Sophos Cloud Optix
Jordan Reid, a blogger and what one news outlet called “A star of the post-expertise how-to landscape”, learned on Saturday that her “Ramshackle Glam” site was gone – poof!
Suddenly, the site that had been hers for five years was whisked away.
After getting a heads-up from a friend that something was fishy, she found her domain up on the auction block at Flippa.com, “The #1 place to buy and sell websites, domains and apps”.
For several days last week, Reid writes on that same, snatched-back site, some guy going by the name of “bahbouh” was promising that the winning bidder – or buyer, given that you could “Buy It Now” for $30,000 (£18,080) – would get her traffic, her files, and her data.
To add insult to injury, bahbouh suggested that Reid would be available “for hire” to keep writing posts.
Unless, that is, the buyer wanted to hire bahbouh himself to provide “high-quality articles” and “SEO advice” to maintain the site’s traffic post-sale.
Reid didn’t panic.

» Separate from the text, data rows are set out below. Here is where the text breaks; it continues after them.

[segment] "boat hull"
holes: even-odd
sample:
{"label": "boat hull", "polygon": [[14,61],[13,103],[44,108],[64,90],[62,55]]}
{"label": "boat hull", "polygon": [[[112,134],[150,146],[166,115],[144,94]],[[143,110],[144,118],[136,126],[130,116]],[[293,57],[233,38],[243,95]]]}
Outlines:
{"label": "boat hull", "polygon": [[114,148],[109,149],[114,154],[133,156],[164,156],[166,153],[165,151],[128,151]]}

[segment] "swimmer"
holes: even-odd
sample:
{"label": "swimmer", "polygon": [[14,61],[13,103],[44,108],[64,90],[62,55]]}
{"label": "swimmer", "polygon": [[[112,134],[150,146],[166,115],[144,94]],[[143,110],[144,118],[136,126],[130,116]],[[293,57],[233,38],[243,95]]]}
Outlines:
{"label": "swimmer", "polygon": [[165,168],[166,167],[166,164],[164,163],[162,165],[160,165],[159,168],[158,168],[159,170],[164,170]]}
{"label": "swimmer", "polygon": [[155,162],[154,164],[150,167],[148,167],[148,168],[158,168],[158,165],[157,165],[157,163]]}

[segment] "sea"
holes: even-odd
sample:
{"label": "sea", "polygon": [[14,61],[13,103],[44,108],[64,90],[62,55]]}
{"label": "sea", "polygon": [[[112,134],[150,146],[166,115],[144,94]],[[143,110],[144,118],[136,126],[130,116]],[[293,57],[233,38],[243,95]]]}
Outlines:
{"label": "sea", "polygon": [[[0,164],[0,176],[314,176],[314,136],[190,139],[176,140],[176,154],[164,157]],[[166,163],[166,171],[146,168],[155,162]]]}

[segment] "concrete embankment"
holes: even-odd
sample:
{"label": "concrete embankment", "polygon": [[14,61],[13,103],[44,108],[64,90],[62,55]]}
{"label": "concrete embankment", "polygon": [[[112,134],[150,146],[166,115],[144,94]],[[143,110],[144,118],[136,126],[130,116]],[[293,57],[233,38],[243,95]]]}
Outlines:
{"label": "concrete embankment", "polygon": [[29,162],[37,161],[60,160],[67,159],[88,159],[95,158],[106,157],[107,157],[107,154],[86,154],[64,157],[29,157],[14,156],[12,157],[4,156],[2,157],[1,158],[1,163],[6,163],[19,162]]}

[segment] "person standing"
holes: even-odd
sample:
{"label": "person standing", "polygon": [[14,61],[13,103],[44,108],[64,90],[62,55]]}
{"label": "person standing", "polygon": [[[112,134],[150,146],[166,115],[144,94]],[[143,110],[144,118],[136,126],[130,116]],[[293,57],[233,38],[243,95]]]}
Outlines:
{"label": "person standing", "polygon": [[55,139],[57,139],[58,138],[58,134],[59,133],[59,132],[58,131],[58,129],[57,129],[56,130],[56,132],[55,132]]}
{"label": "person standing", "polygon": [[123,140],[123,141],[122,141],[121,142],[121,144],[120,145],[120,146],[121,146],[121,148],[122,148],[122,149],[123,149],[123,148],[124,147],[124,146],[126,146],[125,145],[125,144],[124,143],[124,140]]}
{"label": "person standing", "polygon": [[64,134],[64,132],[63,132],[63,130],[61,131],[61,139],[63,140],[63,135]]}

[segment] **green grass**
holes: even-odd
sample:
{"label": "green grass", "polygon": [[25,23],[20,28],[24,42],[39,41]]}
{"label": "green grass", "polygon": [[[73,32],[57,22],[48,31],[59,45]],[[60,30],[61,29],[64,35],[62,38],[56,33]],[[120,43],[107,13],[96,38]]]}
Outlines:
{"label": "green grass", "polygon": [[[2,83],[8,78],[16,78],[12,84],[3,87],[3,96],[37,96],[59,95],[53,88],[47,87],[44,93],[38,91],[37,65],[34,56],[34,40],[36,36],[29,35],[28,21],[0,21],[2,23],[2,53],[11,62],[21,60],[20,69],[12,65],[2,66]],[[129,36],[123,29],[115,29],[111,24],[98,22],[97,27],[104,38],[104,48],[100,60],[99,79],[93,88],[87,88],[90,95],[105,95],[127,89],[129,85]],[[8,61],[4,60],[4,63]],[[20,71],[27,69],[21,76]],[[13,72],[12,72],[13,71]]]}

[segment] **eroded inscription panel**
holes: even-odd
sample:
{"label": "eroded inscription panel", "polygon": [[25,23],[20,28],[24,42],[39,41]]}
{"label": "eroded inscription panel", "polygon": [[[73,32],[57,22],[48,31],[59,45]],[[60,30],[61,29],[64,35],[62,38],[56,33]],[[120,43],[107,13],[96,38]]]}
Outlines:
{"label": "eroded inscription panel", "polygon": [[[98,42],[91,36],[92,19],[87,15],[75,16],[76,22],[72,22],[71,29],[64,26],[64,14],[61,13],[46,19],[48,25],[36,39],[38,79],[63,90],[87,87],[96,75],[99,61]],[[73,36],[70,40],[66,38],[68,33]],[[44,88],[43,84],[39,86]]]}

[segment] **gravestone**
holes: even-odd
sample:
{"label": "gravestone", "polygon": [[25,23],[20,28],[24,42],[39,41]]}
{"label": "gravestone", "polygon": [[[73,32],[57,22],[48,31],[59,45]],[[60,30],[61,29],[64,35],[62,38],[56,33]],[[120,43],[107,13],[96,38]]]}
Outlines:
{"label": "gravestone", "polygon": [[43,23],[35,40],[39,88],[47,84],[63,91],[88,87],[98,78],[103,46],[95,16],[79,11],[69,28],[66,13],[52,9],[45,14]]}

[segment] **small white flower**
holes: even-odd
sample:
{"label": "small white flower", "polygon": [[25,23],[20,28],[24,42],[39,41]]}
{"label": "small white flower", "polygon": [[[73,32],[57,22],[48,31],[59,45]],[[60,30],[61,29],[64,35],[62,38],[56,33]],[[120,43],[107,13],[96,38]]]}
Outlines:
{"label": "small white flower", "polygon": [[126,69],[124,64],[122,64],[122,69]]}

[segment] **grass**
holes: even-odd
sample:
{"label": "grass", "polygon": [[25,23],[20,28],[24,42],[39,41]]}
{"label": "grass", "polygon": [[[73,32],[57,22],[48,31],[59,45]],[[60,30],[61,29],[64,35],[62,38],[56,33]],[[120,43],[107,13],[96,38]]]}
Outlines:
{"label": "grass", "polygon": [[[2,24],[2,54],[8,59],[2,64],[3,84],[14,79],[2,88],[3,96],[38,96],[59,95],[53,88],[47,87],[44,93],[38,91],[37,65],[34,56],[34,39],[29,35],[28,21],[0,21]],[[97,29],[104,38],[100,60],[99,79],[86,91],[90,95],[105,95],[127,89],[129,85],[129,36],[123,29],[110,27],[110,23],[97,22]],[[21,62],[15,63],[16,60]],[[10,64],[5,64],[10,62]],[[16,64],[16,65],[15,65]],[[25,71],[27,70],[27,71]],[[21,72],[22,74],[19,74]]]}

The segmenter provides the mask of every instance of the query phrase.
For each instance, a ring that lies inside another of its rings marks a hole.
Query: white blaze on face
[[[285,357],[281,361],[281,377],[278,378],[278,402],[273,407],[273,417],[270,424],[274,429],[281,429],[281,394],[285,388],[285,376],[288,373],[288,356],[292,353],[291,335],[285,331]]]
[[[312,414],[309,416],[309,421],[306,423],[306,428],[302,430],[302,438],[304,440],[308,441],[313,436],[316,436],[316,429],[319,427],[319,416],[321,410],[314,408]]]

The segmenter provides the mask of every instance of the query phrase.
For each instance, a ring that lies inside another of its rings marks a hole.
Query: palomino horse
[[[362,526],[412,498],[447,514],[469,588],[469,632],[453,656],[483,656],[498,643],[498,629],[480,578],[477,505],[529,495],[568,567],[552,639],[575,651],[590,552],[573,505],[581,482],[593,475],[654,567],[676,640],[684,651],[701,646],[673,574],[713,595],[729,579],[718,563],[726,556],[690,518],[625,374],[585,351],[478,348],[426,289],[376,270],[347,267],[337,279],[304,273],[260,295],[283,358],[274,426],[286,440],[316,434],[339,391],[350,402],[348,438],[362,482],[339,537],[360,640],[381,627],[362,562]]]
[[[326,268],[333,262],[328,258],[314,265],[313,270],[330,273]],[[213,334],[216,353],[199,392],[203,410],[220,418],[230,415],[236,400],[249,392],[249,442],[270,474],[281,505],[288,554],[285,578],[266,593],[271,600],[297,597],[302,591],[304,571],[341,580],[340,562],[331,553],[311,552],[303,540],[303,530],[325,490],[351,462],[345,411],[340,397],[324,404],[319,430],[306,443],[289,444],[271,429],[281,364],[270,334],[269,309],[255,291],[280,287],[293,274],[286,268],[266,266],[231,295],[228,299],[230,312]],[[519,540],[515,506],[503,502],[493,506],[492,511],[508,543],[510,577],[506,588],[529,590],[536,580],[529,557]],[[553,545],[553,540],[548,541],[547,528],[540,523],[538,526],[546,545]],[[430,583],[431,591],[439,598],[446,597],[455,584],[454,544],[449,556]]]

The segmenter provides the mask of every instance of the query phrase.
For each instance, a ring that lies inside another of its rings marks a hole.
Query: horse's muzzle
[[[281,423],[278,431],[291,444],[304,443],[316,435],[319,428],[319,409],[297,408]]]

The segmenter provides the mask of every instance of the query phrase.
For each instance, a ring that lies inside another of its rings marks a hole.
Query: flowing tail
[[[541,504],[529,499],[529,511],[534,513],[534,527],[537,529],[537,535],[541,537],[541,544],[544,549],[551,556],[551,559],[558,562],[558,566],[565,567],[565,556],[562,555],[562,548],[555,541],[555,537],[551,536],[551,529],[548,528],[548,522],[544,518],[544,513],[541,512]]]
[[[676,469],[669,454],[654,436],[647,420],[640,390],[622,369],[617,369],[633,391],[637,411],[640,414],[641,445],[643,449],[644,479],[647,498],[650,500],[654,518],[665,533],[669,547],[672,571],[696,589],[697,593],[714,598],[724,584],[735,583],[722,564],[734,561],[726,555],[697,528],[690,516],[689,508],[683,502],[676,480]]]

The auction site was located in Australia and didn’t appear to have a phone number, so she sent an email with a scanned ID and proof of ownership.
What she got back, a form letter, wasn’t very encouraging.
Next, she called HostMonster, which hosts her lifestyle blog. Unfortunately, she was no longer the owner of the site, so they couldn’t help her.
The crook who stole her site had used the email confirmation system to authorize the transfer of her domain name into a private account at GoDaddy, a web registrar where Reid is also a client.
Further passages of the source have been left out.